In truth, after the mental turmoil that devoured his 2021, it had already been apparent that Stokes' game-brain was back where it belongs. In words and deeds, he had repeatedly laid bare his determination to dig deeper - from his withdrawal from the IPL mega-auction because "Test cricket is the number one priority" to his post-Ashes self-admonishment for "letting people down", and all the way through to his preposterous workload on a dead deck in Antigua - 28 overs in the first innings, and 41 all told, all while allegedly convalescing after a side strain.
But this was the performance that assuaged all the doubts. Stokes' 11th Test century was his first since July 2020, also against West Indies, when he lit up that summer's second Test at Old Trafford with quite possibly the most remarkable all-round display of his career - an eight-hour 176 in the first innings; 78 not out from 57 balls as a declaration-seeking opener in the second, and a crucial partnership-breaking role across both bowling stints in a hard-fought fifth-day win.

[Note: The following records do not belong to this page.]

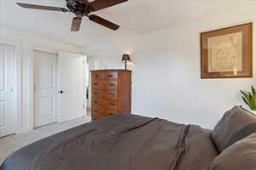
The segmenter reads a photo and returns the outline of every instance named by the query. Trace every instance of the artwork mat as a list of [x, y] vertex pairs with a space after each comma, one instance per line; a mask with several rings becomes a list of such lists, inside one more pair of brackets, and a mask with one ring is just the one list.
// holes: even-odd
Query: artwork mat
[[[201, 33], [201, 78], [230, 78], [230, 77], [252, 77], [253, 76], [253, 23], [236, 26], [228, 28], [207, 31]], [[230, 45], [218, 44], [218, 40], [230, 38], [230, 41], [238, 41], [235, 47]], [[235, 39], [234, 39], [235, 38]], [[210, 42], [209, 42], [210, 40]], [[230, 43], [230, 41], [224, 41]], [[213, 42], [212, 42], [213, 41]], [[223, 41], [220, 41], [223, 42]], [[234, 44], [233, 44], [234, 45]], [[228, 47], [228, 48], [227, 48]], [[226, 55], [224, 60], [217, 60], [219, 65], [225, 65], [227, 61], [231, 61], [231, 67], [216, 67], [216, 62], [212, 62], [214, 56], [211, 53], [216, 54], [218, 48], [226, 48], [226, 51], [233, 53], [236, 56], [230, 57]], [[212, 52], [213, 48], [213, 52]], [[237, 50], [238, 49], [238, 50]], [[215, 50], [215, 52], [214, 52]], [[233, 51], [233, 52], [232, 52]], [[215, 57], [216, 58], [216, 57]], [[230, 59], [232, 59], [230, 60]], [[213, 65], [212, 65], [213, 63]], [[232, 66], [233, 65], [233, 66]]]

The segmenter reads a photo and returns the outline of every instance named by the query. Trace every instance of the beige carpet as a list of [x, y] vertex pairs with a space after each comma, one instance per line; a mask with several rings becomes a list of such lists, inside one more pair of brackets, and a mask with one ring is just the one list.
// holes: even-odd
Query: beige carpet
[[20, 148], [89, 122], [90, 117], [86, 116], [62, 123], [53, 123], [22, 134], [0, 138], [0, 165], [6, 157]]

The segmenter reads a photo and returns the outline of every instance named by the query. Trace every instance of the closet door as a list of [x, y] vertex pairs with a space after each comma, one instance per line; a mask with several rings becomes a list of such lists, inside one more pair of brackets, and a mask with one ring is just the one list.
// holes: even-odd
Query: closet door
[[34, 51], [34, 127], [56, 122], [57, 54]]
[[15, 47], [0, 43], [0, 137], [15, 133]]

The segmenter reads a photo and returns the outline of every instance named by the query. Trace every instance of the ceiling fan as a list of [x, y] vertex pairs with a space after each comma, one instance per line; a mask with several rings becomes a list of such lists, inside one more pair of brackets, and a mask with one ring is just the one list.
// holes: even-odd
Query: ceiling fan
[[72, 12], [76, 16], [73, 20], [71, 31], [79, 31], [81, 26], [82, 18], [84, 16], [87, 16], [90, 20], [100, 24], [109, 29], [112, 30], [119, 29], [119, 26], [113, 22], [110, 22], [96, 14], [90, 14], [90, 13], [108, 7], [112, 7], [121, 3], [125, 3], [126, 1], [128, 0], [95, 0], [92, 2], [89, 2], [88, 0], [66, 0], [67, 9], [63, 8], [59, 8], [59, 7], [49, 7], [49, 6], [41, 6], [41, 5], [34, 5], [34, 4], [20, 3], [17, 3], [17, 4], [26, 8], [51, 10], [51, 11], [58, 11], [63, 13]]

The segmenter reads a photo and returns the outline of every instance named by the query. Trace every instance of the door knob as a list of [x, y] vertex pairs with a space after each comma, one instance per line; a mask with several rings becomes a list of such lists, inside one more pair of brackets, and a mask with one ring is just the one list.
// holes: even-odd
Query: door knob
[[64, 94], [64, 92], [62, 90], [59, 90], [58, 92], [59, 94]]

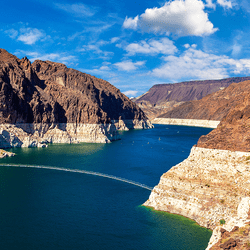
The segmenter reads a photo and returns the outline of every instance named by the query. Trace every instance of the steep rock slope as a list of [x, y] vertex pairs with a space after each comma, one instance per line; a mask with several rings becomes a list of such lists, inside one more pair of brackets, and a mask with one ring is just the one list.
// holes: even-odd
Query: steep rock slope
[[117, 129], [149, 128], [110, 83], [60, 63], [19, 60], [0, 49], [0, 147], [109, 142]]
[[213, 229], [207, 249], [249, 247], [249, 85], [232, 84], [215, 93], [224, 103], [219, 110], [226, 110], [221, 123], [199, 139], [186, 160], [163, 174], [145, 203]]
[[198, 101], [181, 104], [159, 118], [204, 119], [221, 121], [235, 106], [242, 105], [250, 91], [250, 81], [232, 83], [229, 87]]
[[157, 84], [134, 100], [150, 119], [171, 111], [180, 104], [200, 100], [208, 94], [228, 87], [232, 83], [250, 80], [250, 77], [234, 77], [222, 80]]
[[233, 77], [221, 80], [189, 81], [175, 84], [156, 84], [150, 90], [137, 98], [136, 103], [149, 101], [159, 104], [162, 101], [187, 102], [200, 100], [204, 96], [222, 90], [231, 83], [250, 80], [250, 77]]

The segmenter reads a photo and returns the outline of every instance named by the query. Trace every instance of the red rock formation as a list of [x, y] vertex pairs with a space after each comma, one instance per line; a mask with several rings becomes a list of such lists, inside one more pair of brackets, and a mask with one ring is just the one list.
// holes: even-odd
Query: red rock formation
[[65, 65], [17, 57], [0, 49], [1, 123], [110, 123], [147, 119], [110, 83]]
[[0, 49], [0, 147], [37, 145], [39, 138], [108, 142], [117, 138], [116, 129], [134, 127], [151, 124], [107, 81]]
[[[245, 80], [250, 80], [250, 77], [233, 77], [222, 80], [204, 80], [204, 81], [190, 81], [180, 82], [175, 84], [157, 84], [150, 90], [135, 99], [134, 101], [140, 108], [147, 114], [150, 119], [159, 117], [160, 115], [167, 113], [171, 115], [169, 111], [176, 110], [176, 107], [183, 102], [200, 100], [203, 97], [222, 90], [228, 87], [231, 83], [238, 83]], [[185, 108], [185, 110], [183, 110]], [[193, 109], [192, 103], [183, 105], [178, 111], [174, 112], [174, 115], [182, 118], [186, 112]], [[205, 118], [206, 119], [206, 118]]]

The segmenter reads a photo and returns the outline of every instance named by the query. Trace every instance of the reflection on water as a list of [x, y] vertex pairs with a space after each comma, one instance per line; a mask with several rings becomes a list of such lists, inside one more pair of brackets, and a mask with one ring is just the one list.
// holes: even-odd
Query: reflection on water
[[209, 230], [141, 206], [149, 190], [79, 172], [153, 187], [209, 131], [156, 125], [123, 132], [122, 140], [110, 144], [11, 149], [16, 156], [1, 164], [68, 171], [0, 166], [0, 249], [205, 249]]

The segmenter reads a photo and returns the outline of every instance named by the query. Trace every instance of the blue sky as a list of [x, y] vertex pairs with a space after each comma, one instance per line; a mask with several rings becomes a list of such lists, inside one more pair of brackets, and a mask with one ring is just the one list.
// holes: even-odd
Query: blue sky
[[154, 84], [250, 75], [248, 0], [13, 0], [0, 47], [66, 64], [129, 97]]

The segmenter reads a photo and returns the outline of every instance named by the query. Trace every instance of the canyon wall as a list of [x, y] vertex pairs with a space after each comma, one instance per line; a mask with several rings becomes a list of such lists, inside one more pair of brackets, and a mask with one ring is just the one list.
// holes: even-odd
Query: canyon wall
[[107, 81], [0, 49], [0, 147], [110, 142], [118, 130], [151, 128], [143, 111]]

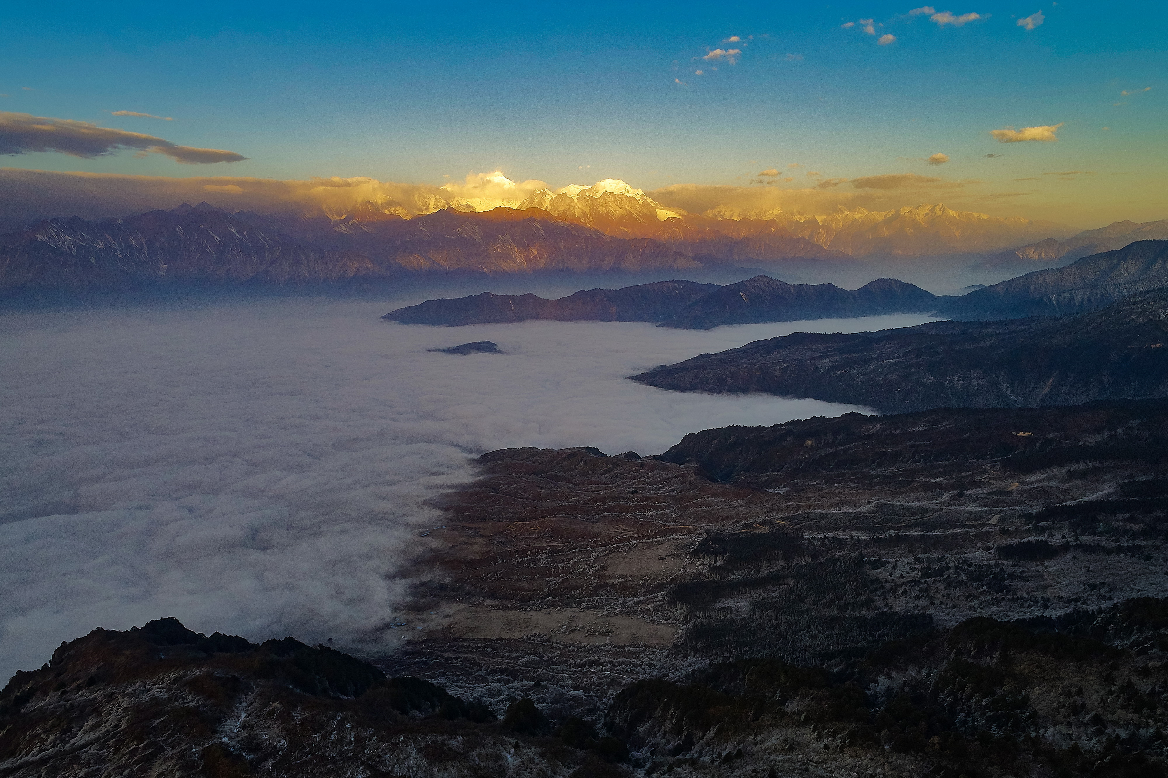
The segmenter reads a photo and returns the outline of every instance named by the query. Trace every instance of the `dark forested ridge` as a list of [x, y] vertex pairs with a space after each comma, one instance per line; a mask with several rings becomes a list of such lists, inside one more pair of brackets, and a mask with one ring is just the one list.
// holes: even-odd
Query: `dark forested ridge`
[[756, 276], [726, 286], [672, 280], [618, 290], [592, 289], [558, 300], [484, 292], [453, 300], [426, 300], [391, 311], [382, 319], [451, 327], [528, 319], [660, 321], [662, 327], [711, 329], [735, 324], [930, 312], [946, 299], [891, 278], [849, 291], [834, 284], [787, 284]]
[[551, 319], [555, 321], [661, 321], [717, 284], [655, 282], [624, 289], [590, 289], [558, 300], [535, 294], [482, 292], [457, 299], [426, 300], [382, 317], [402, 324], [450, 326]]
[[885, 412], [1070, 405], [1168, 395], [1166, 345], [1168, 290], [1159, 290], [1072, 317], [795, 333], [632, 378], [680, 391], [764, 391]]

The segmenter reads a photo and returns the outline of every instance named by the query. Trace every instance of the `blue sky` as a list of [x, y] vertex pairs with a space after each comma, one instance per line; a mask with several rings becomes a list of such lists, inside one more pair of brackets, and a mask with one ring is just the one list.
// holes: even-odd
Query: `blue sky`
[[[913, 7], [65, 4], [48, 15], [25, 4], [0, 30], [0, 110], [249, 159], [189, 166], [46, 152], [0, 164], [430, 183], [502, 169], [555, 186], [613, 176], [645, 189], [745, 185], [794, 164], [798, 180], [779, 186], [807, 186], [809, 171], [917, 173], [978, 181], [967, 187], [982, 197], [973, 209], [990, 213], [1168, 216], [1162, 5], [962, 1], [910, 15]], [[979, 19], [938, 23], [944, 12]], [[1036, 12], [1041, 25], [1017, 25]], [[896, 40], [881, 46], [884, 35]], [[735, 64], [701, 58], [716, 49], [741, 54]], [[989, 136], [1059, 123], [1057, 143]], [[934, 153], [950, 161], [926, 165]], [[1071, 171], [1084, 173], [1047, 175]]]

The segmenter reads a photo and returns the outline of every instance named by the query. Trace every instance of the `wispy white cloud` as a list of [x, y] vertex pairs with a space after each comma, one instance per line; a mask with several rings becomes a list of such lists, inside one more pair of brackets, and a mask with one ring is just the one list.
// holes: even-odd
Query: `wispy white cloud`
[[952, 12], [943, 11], [938, 14], [933, 14], [929, 18], [931, 21], [937, 22], [938, 27], [945, 27], [945, 25], [952, 25], [953, 27], [962, 27], [972, 21], [978, 21], [982, 19], [981, 14], [961, 14], [960, 16], [954, 16]]
[[714, 49], [702, 58], [710, 62], [725, 60], [730, 64], [737, 64], [739, 56], [742, 56], [742, 49]]
[[144, 119], [162, 119], [164, 121], [174, 121], [174, 117], [171, 116], [154, 116], [153, 113], [139, 113], [138, 111], [112, 111], [110, 116], [137, 116]]
[[1023, 29], [1034, 29], [1044, 21], [1047, 21], [1047, 18], [1042, 15], [1041, 11], [1038, 11], [1030, 14], [1029, 16], [1023, 16], [1022, 19], [1020, 19], [1017, 26]]
[[995, 140], [1003, 144], [1016, 144], [1023, 140], [1052, 143], [1058, 140], [1058, 138], [1055, 137], [1055, 133], [1058, 132], [1058, 128], [1063, 126], [1063, 121], [1059, 121], [1058, 124], [1047, 124], [1037, 127], [1022, 127], [1021, 130], [1006, 127], [1003, 130], [990, 130], [989, 134], [992, 134]]

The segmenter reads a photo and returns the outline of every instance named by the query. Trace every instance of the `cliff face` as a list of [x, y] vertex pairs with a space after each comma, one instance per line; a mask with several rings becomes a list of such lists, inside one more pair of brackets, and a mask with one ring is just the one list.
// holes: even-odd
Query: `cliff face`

At that precise moment, Stokes was at the absolute zenith of his game - a player unsated by his transcendent summer of 2019 and, with five remarkable hundreds in the space of the preceding 12 months, seemingly focused on becoming the best pure batter in Test cricket, let alone the premier allrounder.
But then, within the month, Stokes was flying back to New Zealand on an indefinite career break, as his father Ged succumbed to brain cancer, and though he returned to England colours in India the following spring, a subdued display gave way to a badly broken finger in his opening match of the subsequent IPL - an injury so problematic that he genuinely feared he might never play again.
His Ashes struggles were just a glimpse into the well - they gave no real hint as to quite how deep Stokes' despair had run during his months on the sidelines. And so all manner of competing emotions would have tumbled through his mind as he nudged that landmark single into the covers, and after gesturing with that familiar crooked-finger salute to his departed father, he fell into the embrace of his team-mate Jonny Bairstow - a man whose memories of his own father have been such a driving force throughout his own career, not least during his own emotional century at Cape Town in 2016, when he and Stokes had added 399 for the sixth wicket.
"He just said 'take it all in lad', in his nice Yorkie accent," Stokes said of his team-mate's reaction. "Me and Jonny have been with each other quite a lot in the middle, when one of us has got to a milestone, same as Rooty.
"In India I got 99 [in the second ODI in Pune] and it was a bit of a dagger in the heart but it was nice to get there and remember him that way. I don't like to speak selfishly, but it was a nice feeling out there, to look up to the sky."
There are caveats galore to be factored into this England display, of course. This Barbados deck has been grotesquely flat, and the depths to which the team's Test fortunes have plummeted in the past year cannot be glossed over by a few cheap runs in the sun. That said, England now have five centuries in three innings on this tour - which is just two shy of their tally for the whole of 2021. And their kingpin is back where he belongs, dictating Test agendas as if he'd never been away.